This large sandstone seed-grinding dish is from the arid zone in western New South Wales. The dish was made by hammerdressing and is heavily worn, and it is probably less than 2000 year old. This artefact was collected by the ‘mother of Australian archaeology’, Isobel McBryde.
The dish in this model was manufactured by hammerdressing, and the pits from this technique are readily apparent. Hammerdressing was also used to resharpen grinding surfaces when they became too smooth, and remnants of previous resharpening are visible. Grinding dishes were often made at sandstone quarries associated with sacred storylines, and the stones were extensively traded throughout the arid zone.
See the annotations for technological details about this stone tool.
The artefact is curated in the UNE Museum of Antiquities.

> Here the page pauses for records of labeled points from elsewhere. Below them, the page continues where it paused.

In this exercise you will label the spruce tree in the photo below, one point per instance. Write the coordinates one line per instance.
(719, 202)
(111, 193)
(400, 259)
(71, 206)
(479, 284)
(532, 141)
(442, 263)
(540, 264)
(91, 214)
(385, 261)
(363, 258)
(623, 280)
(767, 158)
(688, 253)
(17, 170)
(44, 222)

Grinding dishes like this were critical tools for subsisting in the arid zone of Australia during the Holocene period. Aboriginal people used them to grind native grass seeds into flour. The deep groove on the face of this grinding dish was created by attrition during seed grinding. Wear is also apparent on the opposite face, but it is less worn and a groove was not established. Both worn faces were offset from the centre of the dish, perhaps to make it easier to brush the flour into a container, such as a coolamon. The worn areas are next to the left edge of the tool on both faces, suggesting that this configuration was a deliberate part of the tool’s design.